L’ulivo è un albero silenzioso.

 

Si muove con eleganza

lascia andare le sue foglie,

dita puntate al cielo

argentee chiome di donna saggia

a destra a sinistra

pagine di un libro poggiato a terra

in basso in alto

abbassandosi in inchini,

mulinelli vorticanti

di abbracci frondosi

e nel suo cuore,

vuota coppa

ricolma di luce,

la sapienza antica

delle sue radici.

 

Tutte le cose finiscono…

Tutte le cose finiscono

per perdersi.

Ieri erano lí

e oggi, guarda!

Non ci sono più.

Semplicemente

se ne sono andate.

Hanno fatto tardi per un pò

raggrumate come un calzino vecchio

accoccolate

come un gatto sonnacchione

poi

dopo essersi stiracchiate ben bene

se ne sono uscite

così…

senza dire nemmeno buonasera

e pensare che ci avevo tenuto tanto!

Importa forse?

Direi di no

son cose…

occorre lasciarle andare.

 

Quasi dimenticavo le buone abitudini…

in tema di perdite, la protagonista del libro che sto leggendo ne ha appena subita una, ve lo consiglio caldamente

Dona Flor e i suoi due mariti – Jorge Amado

Collezioni

Ho collezionato tante cose.

Sicuramente sconfitte e brutte figure

ma queste son le più  facili… non sono cose rare.

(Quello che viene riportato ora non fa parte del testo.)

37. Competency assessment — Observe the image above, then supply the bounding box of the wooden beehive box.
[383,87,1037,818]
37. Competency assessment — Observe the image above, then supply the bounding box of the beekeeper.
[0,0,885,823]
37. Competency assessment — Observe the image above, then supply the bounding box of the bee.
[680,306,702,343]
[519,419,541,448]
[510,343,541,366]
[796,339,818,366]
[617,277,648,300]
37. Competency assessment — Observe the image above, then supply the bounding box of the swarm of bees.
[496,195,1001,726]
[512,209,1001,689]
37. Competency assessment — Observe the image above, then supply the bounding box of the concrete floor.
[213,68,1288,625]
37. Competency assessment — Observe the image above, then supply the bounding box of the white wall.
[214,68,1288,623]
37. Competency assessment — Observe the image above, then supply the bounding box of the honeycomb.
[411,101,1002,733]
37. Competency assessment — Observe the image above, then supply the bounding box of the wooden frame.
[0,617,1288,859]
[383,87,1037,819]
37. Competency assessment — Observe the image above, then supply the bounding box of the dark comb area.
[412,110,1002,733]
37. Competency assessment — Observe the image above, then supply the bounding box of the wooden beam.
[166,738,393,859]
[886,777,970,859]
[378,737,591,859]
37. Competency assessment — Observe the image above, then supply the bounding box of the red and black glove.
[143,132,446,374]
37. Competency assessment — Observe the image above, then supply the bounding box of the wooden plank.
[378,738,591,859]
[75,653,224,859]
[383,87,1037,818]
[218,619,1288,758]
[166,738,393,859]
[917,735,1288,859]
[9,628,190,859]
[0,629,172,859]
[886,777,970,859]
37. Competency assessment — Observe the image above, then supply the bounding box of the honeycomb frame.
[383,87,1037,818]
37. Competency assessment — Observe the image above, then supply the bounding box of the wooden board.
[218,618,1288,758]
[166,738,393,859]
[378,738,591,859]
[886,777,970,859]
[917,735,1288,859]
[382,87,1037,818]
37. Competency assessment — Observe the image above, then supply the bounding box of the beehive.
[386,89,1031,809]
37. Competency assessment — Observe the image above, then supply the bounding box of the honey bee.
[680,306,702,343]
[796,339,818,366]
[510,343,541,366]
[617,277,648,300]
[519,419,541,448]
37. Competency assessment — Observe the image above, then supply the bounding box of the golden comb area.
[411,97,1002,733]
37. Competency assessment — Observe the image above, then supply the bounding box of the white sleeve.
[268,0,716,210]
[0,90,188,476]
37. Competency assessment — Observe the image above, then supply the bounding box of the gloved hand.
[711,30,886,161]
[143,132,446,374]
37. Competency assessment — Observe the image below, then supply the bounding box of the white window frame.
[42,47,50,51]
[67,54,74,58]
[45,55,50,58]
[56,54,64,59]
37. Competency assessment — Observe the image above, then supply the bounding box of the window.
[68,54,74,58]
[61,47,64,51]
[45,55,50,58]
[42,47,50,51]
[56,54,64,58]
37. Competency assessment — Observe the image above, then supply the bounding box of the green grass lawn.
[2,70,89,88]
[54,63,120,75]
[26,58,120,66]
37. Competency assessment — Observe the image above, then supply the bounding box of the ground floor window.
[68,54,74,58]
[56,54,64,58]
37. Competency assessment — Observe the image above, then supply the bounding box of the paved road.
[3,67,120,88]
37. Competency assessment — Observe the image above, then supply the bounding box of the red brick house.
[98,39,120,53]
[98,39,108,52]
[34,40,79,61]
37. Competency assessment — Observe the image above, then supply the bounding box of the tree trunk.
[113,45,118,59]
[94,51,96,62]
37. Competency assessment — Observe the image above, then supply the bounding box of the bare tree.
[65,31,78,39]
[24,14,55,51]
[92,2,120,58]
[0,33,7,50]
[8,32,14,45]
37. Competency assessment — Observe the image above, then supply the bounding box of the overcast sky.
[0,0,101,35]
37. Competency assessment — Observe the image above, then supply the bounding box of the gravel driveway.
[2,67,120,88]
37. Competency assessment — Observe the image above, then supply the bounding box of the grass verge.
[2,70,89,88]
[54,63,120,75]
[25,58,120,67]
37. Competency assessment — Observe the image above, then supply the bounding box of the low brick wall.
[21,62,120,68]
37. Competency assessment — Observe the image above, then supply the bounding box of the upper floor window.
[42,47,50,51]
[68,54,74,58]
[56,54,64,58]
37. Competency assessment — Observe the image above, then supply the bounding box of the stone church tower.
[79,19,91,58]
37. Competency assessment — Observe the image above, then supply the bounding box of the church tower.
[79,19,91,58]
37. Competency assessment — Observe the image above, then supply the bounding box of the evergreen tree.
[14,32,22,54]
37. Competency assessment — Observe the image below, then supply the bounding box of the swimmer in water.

Ho collezionato lacrime che ho rifiutato di lasciar cadere

persino risate

e queste sì

son difficili da conservare.

Ho collezionato i colori più belli,

li ho tenuti dentro le scatole

per il timore di consumarli,

parole a centinaia…

quasi impossibile per una logorroica

Ho collezionato battiti di cuore

a lasciarlo andare a briglia sciolta,  chissà…

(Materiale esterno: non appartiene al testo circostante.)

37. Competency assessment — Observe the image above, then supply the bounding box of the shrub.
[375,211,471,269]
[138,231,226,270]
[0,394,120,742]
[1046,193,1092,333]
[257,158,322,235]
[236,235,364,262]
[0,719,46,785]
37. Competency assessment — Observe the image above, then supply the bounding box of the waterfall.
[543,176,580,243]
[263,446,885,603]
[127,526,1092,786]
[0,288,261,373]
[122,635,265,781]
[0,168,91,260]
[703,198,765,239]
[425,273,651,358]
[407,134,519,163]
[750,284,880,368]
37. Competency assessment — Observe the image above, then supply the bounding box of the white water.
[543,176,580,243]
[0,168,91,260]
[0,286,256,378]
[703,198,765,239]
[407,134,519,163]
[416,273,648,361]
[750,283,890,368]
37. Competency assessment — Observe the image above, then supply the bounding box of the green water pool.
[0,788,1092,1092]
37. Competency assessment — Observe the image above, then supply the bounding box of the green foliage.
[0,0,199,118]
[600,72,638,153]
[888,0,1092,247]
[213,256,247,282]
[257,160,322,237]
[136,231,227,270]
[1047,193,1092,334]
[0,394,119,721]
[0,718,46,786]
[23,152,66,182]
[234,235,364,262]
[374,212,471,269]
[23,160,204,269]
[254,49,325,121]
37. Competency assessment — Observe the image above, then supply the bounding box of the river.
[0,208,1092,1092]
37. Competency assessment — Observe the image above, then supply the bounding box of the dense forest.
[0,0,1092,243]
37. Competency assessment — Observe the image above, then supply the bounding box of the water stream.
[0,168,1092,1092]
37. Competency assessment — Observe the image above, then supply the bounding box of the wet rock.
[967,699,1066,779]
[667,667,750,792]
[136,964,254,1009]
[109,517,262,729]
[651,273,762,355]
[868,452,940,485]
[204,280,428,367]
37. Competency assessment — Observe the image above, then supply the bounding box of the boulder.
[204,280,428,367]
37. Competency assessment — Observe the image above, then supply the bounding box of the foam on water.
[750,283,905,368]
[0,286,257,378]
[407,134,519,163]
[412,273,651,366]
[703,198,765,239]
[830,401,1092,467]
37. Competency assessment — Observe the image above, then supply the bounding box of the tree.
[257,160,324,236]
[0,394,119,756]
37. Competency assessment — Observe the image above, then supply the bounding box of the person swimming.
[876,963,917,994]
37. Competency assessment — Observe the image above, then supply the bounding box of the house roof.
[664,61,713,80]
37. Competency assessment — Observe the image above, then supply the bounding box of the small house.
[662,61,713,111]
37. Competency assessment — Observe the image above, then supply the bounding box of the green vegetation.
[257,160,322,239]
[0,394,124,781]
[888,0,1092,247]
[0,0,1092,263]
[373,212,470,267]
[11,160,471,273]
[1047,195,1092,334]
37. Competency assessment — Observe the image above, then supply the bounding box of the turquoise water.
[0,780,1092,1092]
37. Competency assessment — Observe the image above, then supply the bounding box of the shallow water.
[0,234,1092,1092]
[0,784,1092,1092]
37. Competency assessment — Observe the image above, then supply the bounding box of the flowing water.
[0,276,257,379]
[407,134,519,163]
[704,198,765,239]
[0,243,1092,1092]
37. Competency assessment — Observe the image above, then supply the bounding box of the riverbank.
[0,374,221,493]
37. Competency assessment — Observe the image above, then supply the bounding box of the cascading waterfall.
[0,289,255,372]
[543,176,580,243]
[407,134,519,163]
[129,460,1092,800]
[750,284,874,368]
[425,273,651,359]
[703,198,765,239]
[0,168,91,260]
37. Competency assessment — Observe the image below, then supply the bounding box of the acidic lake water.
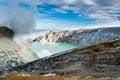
[30,42,79,58]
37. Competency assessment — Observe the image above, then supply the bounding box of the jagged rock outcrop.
[34,27,120,46]
[8,38,120,77]
[0,26,38,71]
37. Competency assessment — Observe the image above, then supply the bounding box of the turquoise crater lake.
[30,42,79,58]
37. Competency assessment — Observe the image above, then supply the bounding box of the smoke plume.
[0,0,35,34]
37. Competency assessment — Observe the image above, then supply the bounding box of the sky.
[0,0,120,32]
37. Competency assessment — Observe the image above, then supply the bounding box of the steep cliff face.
[8,38,120,77]
[34,27,120,46]
[0,27,38,71]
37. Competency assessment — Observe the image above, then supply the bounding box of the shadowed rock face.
[8,38,120,77]
[0,26,14,38]
[34,27,120,46]
[0,27,38,72]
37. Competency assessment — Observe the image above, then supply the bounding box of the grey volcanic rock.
[34,27,120,46]
[8,38,120,77]
[0,27,38,71]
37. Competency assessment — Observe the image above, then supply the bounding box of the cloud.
[33,0,120,22]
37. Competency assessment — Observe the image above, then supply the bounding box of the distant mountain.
[8,38,120,77]
[34,27,120,46]
[0,26,38,71]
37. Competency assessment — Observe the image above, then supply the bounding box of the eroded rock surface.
[8,38,120,77]
[0,26,38,72]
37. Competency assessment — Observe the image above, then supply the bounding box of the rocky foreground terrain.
[2,38,120,77]
[0,26,38,72]
[34,27,120,46]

avrebbe preso magari un raffreddore.

Ho collezionato giornate vuote

che a pensarci bene

avrei riempito più che volentieri.

Ho collezionato persino divani malconci a metà

non perchè  li abbia consumati con gli amici a divertirmi,

o perchè  ci abbia dormito la notte,

o perchè  li prediligessi per farci l’amore…

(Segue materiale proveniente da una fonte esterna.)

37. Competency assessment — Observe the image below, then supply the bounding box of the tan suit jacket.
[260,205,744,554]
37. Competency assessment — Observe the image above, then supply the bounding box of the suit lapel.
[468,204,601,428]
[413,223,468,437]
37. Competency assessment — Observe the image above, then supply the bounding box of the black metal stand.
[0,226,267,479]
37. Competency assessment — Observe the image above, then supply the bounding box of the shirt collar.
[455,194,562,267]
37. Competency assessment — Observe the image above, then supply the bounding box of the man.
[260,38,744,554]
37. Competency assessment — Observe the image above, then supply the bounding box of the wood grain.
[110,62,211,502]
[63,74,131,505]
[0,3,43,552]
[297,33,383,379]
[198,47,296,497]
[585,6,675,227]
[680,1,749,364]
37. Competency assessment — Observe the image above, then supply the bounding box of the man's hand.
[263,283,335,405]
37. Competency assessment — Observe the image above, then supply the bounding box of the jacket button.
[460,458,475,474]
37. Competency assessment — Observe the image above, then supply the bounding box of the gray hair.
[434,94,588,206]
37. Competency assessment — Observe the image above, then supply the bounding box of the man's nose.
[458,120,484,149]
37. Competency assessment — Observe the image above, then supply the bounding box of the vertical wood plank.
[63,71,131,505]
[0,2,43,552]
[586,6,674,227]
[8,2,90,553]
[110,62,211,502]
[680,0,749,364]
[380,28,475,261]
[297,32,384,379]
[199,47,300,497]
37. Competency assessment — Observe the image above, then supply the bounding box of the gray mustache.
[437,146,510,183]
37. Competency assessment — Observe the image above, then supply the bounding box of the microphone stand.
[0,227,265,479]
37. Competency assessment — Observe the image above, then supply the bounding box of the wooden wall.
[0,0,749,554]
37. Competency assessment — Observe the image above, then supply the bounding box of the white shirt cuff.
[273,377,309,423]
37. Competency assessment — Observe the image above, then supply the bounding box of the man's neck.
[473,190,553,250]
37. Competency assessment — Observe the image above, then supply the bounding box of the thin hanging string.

no,  direi piuttosto che amavo scavarci fossi pesanti in solitudine

occupandoli per ore sempre nella stessa posizione

e sempre e solo nella seduta di destra.

Ho collezionato collezioni cominciate e mai portate avanti

passioni accennate e mai inseguite

viaggi sognati da cui non sono ancora tornata.

Ho collezionato un amore, due sorrisi,  qualche bacio rubato,  tre cicatrici e due funerali.

Tutto il resto l’ho solo vissuto.

Ieri ho barattato tutte le mie collezioni per un briciolo di saggezza.

Oggi fortunosamente ho perso la follia.

Domani, forse… comincerò un’altra collezione.

 

 

Il consiglio di oggi è  ovviamente una poesia

L’arte di perdere – Elisabeth Bishop

 

 

 

Isole

Distanti

lontani

da un capo all’altro

di noi stessi

urlavamo

da isola

ad isola

- era così facile invece -

abbiamo dovuto

spaccarci le mani

per costruire un ponte

che ci congiungesse

e posata l’ultima pietra

ci siamo accorti

di aver costruito un grattacielo.

Eravamo sullo stesso punto

del mondo

e non lo sapevamo.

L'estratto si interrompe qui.